Features
Concerts For Darfur
The site, which grew in popularity thanks to its early adoption by emerging bands and their fans, has in recent months taken a more active role in promoting social causes, such as environmental awareness and voter registration.
“The crisis in Darfur is a global concern and as a global community we have a responsibility to take action,” Chris DeWolfe, MySpace’s chief executive, said in a statement. “MySpace’s reach gives us an extraordinary opportunity to spread the word and empower individuals to help address the horrors in Darfur.”
Some 2.5 million people have been made homeless by three years of fighting between the Sudanese government and rebel groups in the vast, arid Darfur region of western Sudan. At least another 200,000 people have been killed since hostilities erupted.
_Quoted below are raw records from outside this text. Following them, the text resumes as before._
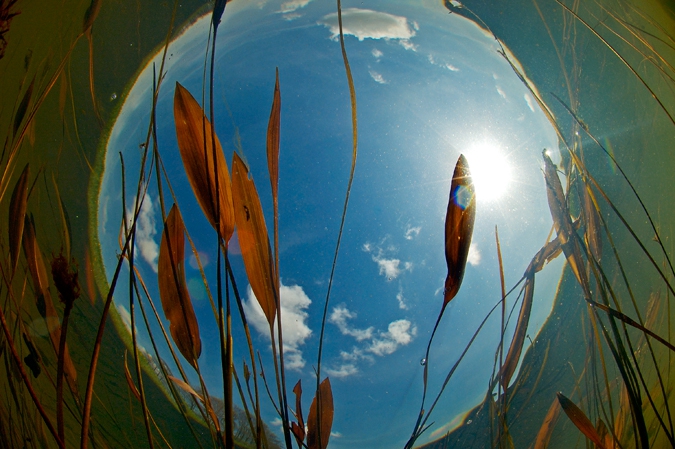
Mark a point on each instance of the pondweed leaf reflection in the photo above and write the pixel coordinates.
(173, 290)
(253, 240)
(194, 135)
(580, 420)
(459, 221)
(320, 418)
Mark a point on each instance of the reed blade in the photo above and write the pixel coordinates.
(17, 213)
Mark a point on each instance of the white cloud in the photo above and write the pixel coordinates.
(377, 77)
(389, 268)
(501, 92)
(146, 230)
(294, 302)
(412, 231)
(408, 45)
(291, 16)
(339, 317)
(348, 369)
(399, 333)
(529, 101)
(369, 24)
(292, 5)
(474, 256)
(401, 300)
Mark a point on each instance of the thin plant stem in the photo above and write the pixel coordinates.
(59, 371)
(352, 98)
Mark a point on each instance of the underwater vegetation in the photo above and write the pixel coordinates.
(597, 374)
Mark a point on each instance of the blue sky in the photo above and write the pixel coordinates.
(430, 85)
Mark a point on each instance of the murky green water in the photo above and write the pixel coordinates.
(592, 84)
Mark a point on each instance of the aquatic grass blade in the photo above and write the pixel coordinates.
(273, 140)
(563, 222)
(23, 107)
(253, 238)
(17, 213)
(130, 382)
(459, 221)
(173, 290)
(193, 131)
(513, 356)
(320, 419)
(546, 429)
(580, 420)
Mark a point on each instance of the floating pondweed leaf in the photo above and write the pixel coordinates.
(580, 420)
(253, 239)
(65, 277)
(173, 289)
(320, 419)
(563, 222)
(273, 140)
(17, 213)
(513, 356)
(298, 428)
(458, 227)
(193, 132)
(36, 265)
(45, 306)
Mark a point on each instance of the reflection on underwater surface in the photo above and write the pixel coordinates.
(429, 84)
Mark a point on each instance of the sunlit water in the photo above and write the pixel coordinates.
(430, 85)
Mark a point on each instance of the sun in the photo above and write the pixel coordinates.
(490, 170)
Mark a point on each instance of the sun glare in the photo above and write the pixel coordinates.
(490, 170)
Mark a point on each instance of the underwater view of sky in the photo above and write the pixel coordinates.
(430, 85)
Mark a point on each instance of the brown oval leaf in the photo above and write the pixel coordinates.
(173, 290)
(45, 306)
(298, 428)
(459, 221)
(193, 132)
(320, 419)
(17, 213)
(580, 420)
(253, 238)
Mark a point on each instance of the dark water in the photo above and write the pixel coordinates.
(580, 352)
Just last week, U.N. Secretary-General Kofi Annan warned that Darfur is creeping ever closer to catastrophe, with rape and violence on the rise and humanitarian access at its lowest level since 2004.
The concerts will take place October 21. Artists include TV on the Radio in Philadelphia, Alice in Chains in Winston-Salem, North Carolina, Ziggy Marley in Medford, Oregon, Citizen Cope in Seattle, Gov’t Mule in Spokane, Washington, and Insane Clown Posse in St. Petersburg, Florida.
Other concerts will take place in Sacramento, San Diego and San Francisco, California; Melbourne, Florida; Atlanta; Louisville, Kentucky; St. Paul, Minnesota; Reno, Nevada; Baltimore; Asheville, North Carolina; Charleston, South Carolina; Milwaukee; and Washington, D.C.
A Canadian show will take place in Toronto.
Bands – pop, rock, country and reggae, among others – agreed to donate part of their ticket proceeds to Oxfam’s relief efforts in Sudan and neighboring Chad.
The campaign also includes a public service announcement featuring Samuel L. Jackson. Besides MySpace, it will appear on television and in movie theaters before films released by 20th Century Fox, which like MySpace is owned by News Corp.